It can be useful to bulk load data into a temporary table, do validations (which may involve joins to your permanent tables so it's convenient to be able to do in the database vs the application) there, and then once everything is validated, copy into your real tables from the temporary table. If you have a process like that, it could make sense to have the temporary table be unlogged (assuming the copy to real tables is still safe if you do that).
I am not saying it does actually work this way, but there is no reason a bulk import needs to touch the WAL at all during import. As long as a lock was held the entire time during an import on the table, the import procedure can simply write to the WAL that this table is consistent as it is on-disk after flushing, flush the WAL, then release the lock on the table.
No it can’t, because doing that would break live backups and replication, which both depend on capturing the WAL and assume it’s a total representation of all data managed by the DB. Any data that isn’t written to the WAL in its entirety can’t be replicated, and can’t be guaranteed to be backed up correctly.

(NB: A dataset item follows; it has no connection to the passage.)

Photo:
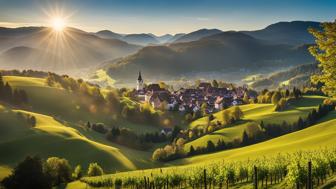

If you’re willing to throw away that functionality, then maybe you could avoid writing the rows to the WAL completely (but it seems Postgres doesn’t support that). But personally I would always be a little suspect of data stored in Postgres that never transited the WAL. It’s a core part of how Postgres provides it durability guarantees, and lots of tools and functionality assume that everything worth protecting gets written to it at least once.
can we have "best of both worlds" for inserting a lot of data quickly, to have an unlogged table for performance and a trigger to copy data to another regular table for permanence?
I'd think so, if there is some asynchronous processing involved that requires lots of intermediate bouncing to disk: do the input queue on logged tables, the WIP states on unlogged ones and when they are done push to output queue (again logged) and remove from the input in the same transaction.
This omits a crucial fact: your data is not gone until Postgresql has gone through its startup recovery phase. If you really need to recover unlogged table data (to which every proper database administrator will rightly say "then WhyTH did you make it unlogged"), you should capture the table files before starting the database server again. And then pay through the nose for a data recovery specialist.
However, a crash will truncate it.
So this isn't exactly true. A crash recovery will truncate it.